Rejections and delays
By shifting DfE costs for the scheme to housing benefit, it means foster children and carers “have to navigate the byzantine housing benefit forms”, explains Elvin. “This always leaves foster carers out of pocket for many months and often leads to claims being rejected or delayed.
“Unless this changes, we will never see rates of take-up rise, and that is why the DfE should be set an ambitious target of 50 per cent of take-up by 2022/23 and 75 per cent by 2025/26 so that they are forced to engage with the issues that are undermining Staying Put.
“Carers want to offer Staying Put – at present, their goodwill, sense of duty and guilt is being knowingly played on by the DfE.”
The Fostering Network is also calling for a fundamental review of Staying Put arrangements.
“The Care Review must include Staying Put, with a focus on embedding it into every aspect of care planning from the earliest possible stage,” says Izzy Roberts, campaigns and engagement officer at the network. “It should ensure foster carers have the resources, training and support to be able to offer Staying Put to people who could benefit from it.”
AT-A-GLANCE GUIDE TO STAYING PUT ARRANGEMENTS
At the time of its introduction in 2014, Staying Put was hailed as a ground-breaking policy that would improve stability for young people and help their transition from care to independent living.
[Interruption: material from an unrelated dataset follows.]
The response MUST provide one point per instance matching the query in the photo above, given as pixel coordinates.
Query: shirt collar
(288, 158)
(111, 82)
Introduced through the Children and Families Act 2014, it places a duty on councils to support looked-after children who want to remain with their foster carer until they are 21.
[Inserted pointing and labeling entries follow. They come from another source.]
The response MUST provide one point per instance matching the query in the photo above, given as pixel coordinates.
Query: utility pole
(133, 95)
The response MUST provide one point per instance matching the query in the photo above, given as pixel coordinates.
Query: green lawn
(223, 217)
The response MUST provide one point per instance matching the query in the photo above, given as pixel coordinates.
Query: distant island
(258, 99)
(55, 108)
The DfE allocated £42.4m for councils to cover the cost of Staying Put for the first three years. Despite this investment, the proportion of young people staying put fell from 54 per cent in 2015/16 to 46 per cent a year later. An injection of additional funding from the DfE – grants to councils rose to £33.2m in 2020/21 – has seen take-up bounce back over the past three years.
However, how the scheme is funded in the long term is unclear. In a recent parliamentary answer, children’s minister Vicky Ford said funding for 2021/22 was being decided as part of the DfE’s “internal Spending Review discussions”.